依頼の達成報告
俺たちはギルドの中に入っている。
御者のじいさんは馬車で待機だ。馬の暴走と盗難防止、それから邪魔になった時にすぐに動かせるようにらしい。
受付のローリィは、また低い台に顔を付けて、ぐっすり寝ていた。最初にここに来た時と同じだ。仕事しろよ。
埃を落とすとか、やることあるだろ。いくら暇でも日中に堂々と業務時間中に寝るなよ。
俺とダンがまた、その気持ち良さそうに寝息も立てているローリィの前に座る。
「すまないが、起きてくれないか」
ダンが少し大きめに声を掛ける。
そして、体をビクッとさせてから顔を上げる受付。
「いらっしゃいませ。あっ、お帰りなさい」
何事もなく笑顔で言い放つ根性が、逆に晴れ晴れとしてるな。
「依頼の物はどうですか?」
「あぁ、馬車に載せているよ」
「では、確認させて貰いますね。依頼の札を下さい」
ダンが背負い鞄から札を出す。
それを受け取って、ローリィが札に書いてある依頼内容を確認する。
「パンドー草の常駐依頼ですね。こんなの失敗する奴は人間として失格ですよね。で、草はどこに?」
もし失敗していたら大変な雰囲気になる言葉を簡単に言うんじゃない。
俺たちは馬車の外に案内する。こんもり山になった草がよく見える。盗賊の頭の臭いが移ったりしてないだろうな。あいつ、脱糞しやがったからな。
「屋根から下ろした方がいいかな?」
「……この量はアホですか?もう冒険者というより専門業者みたいになってるじゃないですか」
「いや、まあ、量の指定はなかったし。あと、これも」
行商人から貰った瓶入りのパンドー草の粉末をダンから受け取り、ローリィに見せる。
それを見るなり、彼女は言う。
「アホでした。加工品を作るために原料を仕入れたいのに、その加工品を持ってくるなんて意味ないでしょうが。それ、そこの店で売ってますよ」
ローリィは数件先の雑貨屋を指差す。
そうだよな。俺も貰った時にそう思ったんだよ。危惧した通りの反応だ。
「とはいえ、依頼の中で草の状態に限るとは書いてないんで良しとします。今回だけですよ。でも、常識で考えてください。次はダメですよ」
「おい、ローリィ。裏の倉庫に運んでくで」
ローリィの返事を待たずに御者のじいさんが馬車を動かした。
俺たちはローリィに促されてギルド内に戻る。
溜め息を付きながらローリィはカウンター向こうの自分の席に付く。見えなかったが、動作的には偉そうに足を組んだようだ。

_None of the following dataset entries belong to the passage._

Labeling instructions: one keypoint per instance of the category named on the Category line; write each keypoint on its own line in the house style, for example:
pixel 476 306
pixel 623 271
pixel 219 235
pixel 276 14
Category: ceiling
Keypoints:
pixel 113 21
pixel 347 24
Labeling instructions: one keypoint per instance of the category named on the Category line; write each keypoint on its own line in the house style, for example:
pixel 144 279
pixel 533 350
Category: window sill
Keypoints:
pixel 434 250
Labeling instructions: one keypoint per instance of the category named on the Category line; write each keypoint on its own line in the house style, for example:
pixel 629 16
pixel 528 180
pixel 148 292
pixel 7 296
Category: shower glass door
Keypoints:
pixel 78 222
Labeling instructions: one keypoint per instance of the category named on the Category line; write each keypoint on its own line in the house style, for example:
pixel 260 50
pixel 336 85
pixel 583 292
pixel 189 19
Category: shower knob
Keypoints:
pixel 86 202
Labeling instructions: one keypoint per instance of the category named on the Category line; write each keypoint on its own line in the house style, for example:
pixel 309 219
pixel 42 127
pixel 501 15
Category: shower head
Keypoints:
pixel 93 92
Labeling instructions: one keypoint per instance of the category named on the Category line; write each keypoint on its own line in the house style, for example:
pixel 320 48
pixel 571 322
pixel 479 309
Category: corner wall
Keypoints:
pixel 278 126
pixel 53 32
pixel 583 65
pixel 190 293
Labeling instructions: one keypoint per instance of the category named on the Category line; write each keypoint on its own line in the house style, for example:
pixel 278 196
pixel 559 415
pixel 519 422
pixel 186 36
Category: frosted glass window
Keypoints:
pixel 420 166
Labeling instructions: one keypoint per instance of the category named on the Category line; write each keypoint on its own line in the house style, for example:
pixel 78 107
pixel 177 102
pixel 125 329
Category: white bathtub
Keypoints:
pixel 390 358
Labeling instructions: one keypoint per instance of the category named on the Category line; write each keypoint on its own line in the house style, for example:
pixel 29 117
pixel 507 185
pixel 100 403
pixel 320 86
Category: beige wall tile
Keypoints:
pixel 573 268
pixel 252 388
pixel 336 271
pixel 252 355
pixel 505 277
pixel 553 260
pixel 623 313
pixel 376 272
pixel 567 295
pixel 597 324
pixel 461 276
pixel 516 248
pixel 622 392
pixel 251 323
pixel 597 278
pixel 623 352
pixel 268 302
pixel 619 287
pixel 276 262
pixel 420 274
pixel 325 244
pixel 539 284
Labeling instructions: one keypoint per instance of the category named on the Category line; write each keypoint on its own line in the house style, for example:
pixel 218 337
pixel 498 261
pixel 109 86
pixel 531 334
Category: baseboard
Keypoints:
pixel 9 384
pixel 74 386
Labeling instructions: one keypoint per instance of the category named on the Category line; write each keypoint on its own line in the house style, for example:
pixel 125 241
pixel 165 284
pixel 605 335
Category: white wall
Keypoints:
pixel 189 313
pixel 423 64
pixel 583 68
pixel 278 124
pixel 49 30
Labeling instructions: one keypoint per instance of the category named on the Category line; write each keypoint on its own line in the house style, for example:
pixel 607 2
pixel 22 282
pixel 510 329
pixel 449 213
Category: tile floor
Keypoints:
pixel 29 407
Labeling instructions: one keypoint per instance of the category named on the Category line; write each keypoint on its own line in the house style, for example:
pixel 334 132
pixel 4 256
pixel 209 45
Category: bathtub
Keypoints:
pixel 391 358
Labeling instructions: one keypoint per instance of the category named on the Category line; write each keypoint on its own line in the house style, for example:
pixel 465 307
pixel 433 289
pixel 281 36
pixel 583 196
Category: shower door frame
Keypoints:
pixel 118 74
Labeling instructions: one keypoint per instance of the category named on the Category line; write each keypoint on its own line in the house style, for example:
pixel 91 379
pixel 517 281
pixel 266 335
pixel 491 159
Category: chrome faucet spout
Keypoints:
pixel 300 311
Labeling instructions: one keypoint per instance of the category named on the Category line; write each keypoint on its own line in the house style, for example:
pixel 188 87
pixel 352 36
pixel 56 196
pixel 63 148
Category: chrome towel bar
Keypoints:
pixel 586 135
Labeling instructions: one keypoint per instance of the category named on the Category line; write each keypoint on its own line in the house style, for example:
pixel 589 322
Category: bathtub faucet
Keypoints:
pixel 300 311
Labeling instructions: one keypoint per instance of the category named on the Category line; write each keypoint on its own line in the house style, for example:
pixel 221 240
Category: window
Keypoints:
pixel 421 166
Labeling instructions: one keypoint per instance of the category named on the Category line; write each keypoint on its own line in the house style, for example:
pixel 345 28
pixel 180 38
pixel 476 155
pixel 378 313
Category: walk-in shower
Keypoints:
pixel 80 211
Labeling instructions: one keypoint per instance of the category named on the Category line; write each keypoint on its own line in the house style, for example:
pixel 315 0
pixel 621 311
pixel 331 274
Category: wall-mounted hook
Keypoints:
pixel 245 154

「貴族様ってのは遠慮しないんですね。それが貴族様の貴族様たる所以ですか」
それ、人を選んで喋らないと殺されるぞ。って、ローリィは人を見た上で言葉を選んでるな。
つまり、俺たちは手を出さないと判断してるか。
「草がアホみたいにあるので清算が大変です。報酬は後で渡しますね。ギルド登録を先にします」
それから、ローリィはカウンター下から書類を出す。